Duty barriers continue to rise on chemical exports

Chemical companies, Consumer demand, Currencies, Economic growth, Financial Events

nylon 6.jpgThe chemical industry has been one of the great beneficiaries from globalisation over the past 25 years.

Today, it is hard to remember just how restricted markets used to be. Tariffs often applied within Regions, as well as between them. In his early years as a product manager, the blog would often spend days trying to find the optimal cost and routing for a shipment.

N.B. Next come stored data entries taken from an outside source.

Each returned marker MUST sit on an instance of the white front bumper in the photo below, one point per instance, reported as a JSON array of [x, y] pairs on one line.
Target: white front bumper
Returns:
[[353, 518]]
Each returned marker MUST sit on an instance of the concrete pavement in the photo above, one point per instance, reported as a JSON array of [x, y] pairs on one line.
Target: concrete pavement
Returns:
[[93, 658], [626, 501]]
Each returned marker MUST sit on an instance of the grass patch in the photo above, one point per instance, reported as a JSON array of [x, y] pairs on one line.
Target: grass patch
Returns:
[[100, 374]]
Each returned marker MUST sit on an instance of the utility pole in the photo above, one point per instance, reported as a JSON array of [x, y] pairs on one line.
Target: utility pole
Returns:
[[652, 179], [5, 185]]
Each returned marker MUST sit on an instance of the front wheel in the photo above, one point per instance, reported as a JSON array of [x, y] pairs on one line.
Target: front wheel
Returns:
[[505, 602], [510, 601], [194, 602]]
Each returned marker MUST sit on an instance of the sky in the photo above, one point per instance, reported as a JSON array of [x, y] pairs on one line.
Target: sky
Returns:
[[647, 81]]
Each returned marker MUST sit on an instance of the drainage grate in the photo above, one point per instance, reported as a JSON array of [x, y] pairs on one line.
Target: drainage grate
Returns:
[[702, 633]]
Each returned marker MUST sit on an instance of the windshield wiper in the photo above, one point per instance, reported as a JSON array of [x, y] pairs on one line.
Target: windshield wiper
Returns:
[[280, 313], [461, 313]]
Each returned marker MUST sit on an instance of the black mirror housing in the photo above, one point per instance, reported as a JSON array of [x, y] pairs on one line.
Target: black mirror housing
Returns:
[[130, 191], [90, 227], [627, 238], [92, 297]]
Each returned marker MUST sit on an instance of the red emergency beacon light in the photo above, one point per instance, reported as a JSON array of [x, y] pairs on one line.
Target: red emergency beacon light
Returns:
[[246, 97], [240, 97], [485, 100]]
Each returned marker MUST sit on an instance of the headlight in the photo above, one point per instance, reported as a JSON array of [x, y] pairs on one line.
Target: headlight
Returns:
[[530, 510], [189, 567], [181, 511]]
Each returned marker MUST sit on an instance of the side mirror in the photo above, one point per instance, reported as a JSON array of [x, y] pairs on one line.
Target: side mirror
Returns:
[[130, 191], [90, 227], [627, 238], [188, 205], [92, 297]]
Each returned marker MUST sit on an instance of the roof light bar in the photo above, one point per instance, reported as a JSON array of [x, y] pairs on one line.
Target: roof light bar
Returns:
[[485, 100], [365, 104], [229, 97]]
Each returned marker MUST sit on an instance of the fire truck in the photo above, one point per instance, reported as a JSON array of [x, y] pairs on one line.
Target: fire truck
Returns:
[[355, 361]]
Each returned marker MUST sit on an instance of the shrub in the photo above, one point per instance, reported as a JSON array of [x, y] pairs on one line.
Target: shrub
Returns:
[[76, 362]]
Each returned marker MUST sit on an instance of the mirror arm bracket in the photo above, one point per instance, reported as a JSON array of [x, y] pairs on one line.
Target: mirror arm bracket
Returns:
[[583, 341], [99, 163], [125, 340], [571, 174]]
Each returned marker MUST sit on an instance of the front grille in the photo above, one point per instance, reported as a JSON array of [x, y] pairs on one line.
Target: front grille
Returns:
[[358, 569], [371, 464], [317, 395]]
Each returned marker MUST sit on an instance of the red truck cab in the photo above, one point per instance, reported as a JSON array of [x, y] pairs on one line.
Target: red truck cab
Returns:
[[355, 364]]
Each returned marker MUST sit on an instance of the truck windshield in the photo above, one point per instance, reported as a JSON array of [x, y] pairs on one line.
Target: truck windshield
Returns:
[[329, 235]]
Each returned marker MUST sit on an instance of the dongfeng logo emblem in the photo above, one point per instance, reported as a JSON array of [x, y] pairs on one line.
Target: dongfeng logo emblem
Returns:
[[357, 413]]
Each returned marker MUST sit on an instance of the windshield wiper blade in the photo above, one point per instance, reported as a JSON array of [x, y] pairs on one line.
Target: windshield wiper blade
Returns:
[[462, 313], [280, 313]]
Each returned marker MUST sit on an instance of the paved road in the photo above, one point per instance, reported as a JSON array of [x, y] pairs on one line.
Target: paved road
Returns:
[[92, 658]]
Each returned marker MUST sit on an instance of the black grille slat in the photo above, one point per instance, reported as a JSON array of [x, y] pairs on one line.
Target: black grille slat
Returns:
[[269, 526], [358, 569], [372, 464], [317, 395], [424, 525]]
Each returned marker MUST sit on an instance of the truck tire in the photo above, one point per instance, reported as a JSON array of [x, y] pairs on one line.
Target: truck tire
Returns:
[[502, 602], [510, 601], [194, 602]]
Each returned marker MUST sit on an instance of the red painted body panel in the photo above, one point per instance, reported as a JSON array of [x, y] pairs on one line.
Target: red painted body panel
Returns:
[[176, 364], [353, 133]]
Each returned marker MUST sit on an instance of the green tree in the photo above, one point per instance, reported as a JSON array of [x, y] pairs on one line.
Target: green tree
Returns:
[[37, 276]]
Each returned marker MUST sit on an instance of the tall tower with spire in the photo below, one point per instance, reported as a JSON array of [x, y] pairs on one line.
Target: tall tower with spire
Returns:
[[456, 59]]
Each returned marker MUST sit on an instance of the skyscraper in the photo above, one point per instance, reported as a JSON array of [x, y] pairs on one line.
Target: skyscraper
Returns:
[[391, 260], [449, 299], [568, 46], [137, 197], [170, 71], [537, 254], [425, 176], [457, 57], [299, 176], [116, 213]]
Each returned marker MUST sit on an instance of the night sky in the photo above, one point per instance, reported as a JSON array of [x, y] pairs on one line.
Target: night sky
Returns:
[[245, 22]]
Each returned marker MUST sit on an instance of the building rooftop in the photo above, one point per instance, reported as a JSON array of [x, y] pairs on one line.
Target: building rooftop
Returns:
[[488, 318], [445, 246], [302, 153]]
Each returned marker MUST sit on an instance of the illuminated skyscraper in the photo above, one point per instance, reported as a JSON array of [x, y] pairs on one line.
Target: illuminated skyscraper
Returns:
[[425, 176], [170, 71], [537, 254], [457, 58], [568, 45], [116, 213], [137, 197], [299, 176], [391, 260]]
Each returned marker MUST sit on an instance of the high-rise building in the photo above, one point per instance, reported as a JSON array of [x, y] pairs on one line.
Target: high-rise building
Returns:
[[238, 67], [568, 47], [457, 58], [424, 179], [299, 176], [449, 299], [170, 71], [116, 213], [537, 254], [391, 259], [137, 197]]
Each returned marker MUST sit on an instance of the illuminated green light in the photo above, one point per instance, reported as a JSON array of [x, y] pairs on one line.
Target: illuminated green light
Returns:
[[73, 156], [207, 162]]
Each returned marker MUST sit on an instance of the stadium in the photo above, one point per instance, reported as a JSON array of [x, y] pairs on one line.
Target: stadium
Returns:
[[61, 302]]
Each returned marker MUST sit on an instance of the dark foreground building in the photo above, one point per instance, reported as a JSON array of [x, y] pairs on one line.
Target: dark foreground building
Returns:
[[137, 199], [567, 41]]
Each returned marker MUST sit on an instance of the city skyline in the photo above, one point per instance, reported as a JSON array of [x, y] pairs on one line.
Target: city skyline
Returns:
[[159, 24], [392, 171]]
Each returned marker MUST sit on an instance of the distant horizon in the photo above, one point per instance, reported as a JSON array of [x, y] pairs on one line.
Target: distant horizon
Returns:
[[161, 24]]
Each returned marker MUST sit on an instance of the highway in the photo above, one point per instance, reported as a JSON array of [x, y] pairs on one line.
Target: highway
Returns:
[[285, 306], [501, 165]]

Sadly, the continuing economic downturn is starting to take us back to those times. Many major countries are now trying to depreciate their currencies against each other, to gain export business. This is disruptive on its own, as it makes planning very difficult. Equally, duty barriers have begun to reappear.

Last year, China imposed duties on US nylon suppliers. Then, in the summer, it imposed them on long-standing suppliers of PTA in S Korea and Thailand. And just to prove this is part of a trend, India has now confirmed its decision to impose 6.5% duties on Saudi polypropylene.

Most governments have now moved away from the stimulus programmes agreed at the G-20 Summit in April 2009. Instead, Western economies are more worried about rising debt levels, whilst emerging economies are concerned about rising inflation and asset price bubbles.

The leadership of the chemical industry, with the exception of the Gulf Petrochemical Association, has been strangely quiet on this key issue. The blog hopes they will begin to raise their voices, before the trend becomes irreversible.